Al menos cinco figuras de la oposición han sido arrestadas en los últimos días por las autoridades iraníes, según reportes de múltiples fuentes internacionales. Entre los detenidos se encuentran Azar Mansouri, Hossein Karroubi, Javad Emam, Ebrahim Asgharzadeh y Mohsen Aminzadeh, todos miembros destacados del movimiento reformista iraní.
La fiscalía de Teherán acusó a los arrestados de 'amenazar la unidad nacional' y colaborar con Estados Unidos e Israel. Esta acción representa una intensificación de la represión gubernamental que ya ha cobrado la vida de más de 6,000 manifestantes, según grupos de derechos humanos.
Los arrestos ocurren en un contexto de creciente tensión política, apenas días después de que funcionarios iraníes y estadounidenses sostuvieran conversaciones exploratorias en Omán sobre el programa nuclear iraní. La detención de estos líderes reformistas envía una señal clara de que las voces moderadas están siendo sistemáticamente silenciadas.
El presidente iraní Masoud Pezeshkian, quien llegó al poder en 2024 con apoyo reformista, parece haber sido marginado en este proceso. A pesar de sus llamados a investigar las protestas, el sistema teocrático iraní ha demostrado una vez más su capacidad para reprimir cualquier disidencia.
Los grupos de derechos humanos continúan documentando la represión. La organización HRANA con sede en Estados Unidos ha verificado 6,961 muertes, principalmente de manifestantes, con otros 11,630 casos bajo investigación.
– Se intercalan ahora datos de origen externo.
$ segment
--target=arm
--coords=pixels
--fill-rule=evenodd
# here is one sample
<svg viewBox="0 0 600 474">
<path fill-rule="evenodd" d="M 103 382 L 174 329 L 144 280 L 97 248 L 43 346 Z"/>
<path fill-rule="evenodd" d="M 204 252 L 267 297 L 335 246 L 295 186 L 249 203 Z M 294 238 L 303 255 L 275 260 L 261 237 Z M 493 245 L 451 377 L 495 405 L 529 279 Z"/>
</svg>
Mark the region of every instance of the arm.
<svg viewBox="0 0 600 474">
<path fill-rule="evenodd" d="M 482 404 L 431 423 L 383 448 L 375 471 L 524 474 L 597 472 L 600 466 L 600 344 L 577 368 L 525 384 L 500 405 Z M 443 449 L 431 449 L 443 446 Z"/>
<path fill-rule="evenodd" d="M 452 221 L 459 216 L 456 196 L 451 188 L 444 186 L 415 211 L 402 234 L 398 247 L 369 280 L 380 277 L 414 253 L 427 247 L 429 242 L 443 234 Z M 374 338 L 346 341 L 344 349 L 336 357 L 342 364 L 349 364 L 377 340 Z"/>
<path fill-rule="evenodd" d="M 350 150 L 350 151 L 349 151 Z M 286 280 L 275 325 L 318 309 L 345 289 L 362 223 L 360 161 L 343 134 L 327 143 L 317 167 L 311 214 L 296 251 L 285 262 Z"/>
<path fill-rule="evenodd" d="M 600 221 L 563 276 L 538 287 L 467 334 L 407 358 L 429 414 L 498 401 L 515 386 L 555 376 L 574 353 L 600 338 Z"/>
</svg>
Esta nueva oleada de arrestos se produce tras una declaración reformista de enero que pedía la renuncia del líder supremo ayatolá Ali Jamenei, lo que sugiere una radicalización del movimiento de oposición frente a la intransigencia del régimen.
Las implicaciones de estas detenciones son significativas: no solo representan un golpe para la oposición reformista, sino que también complican potenciales negociaciones internacionales y reducen las perspectivas de apertura política en Irán.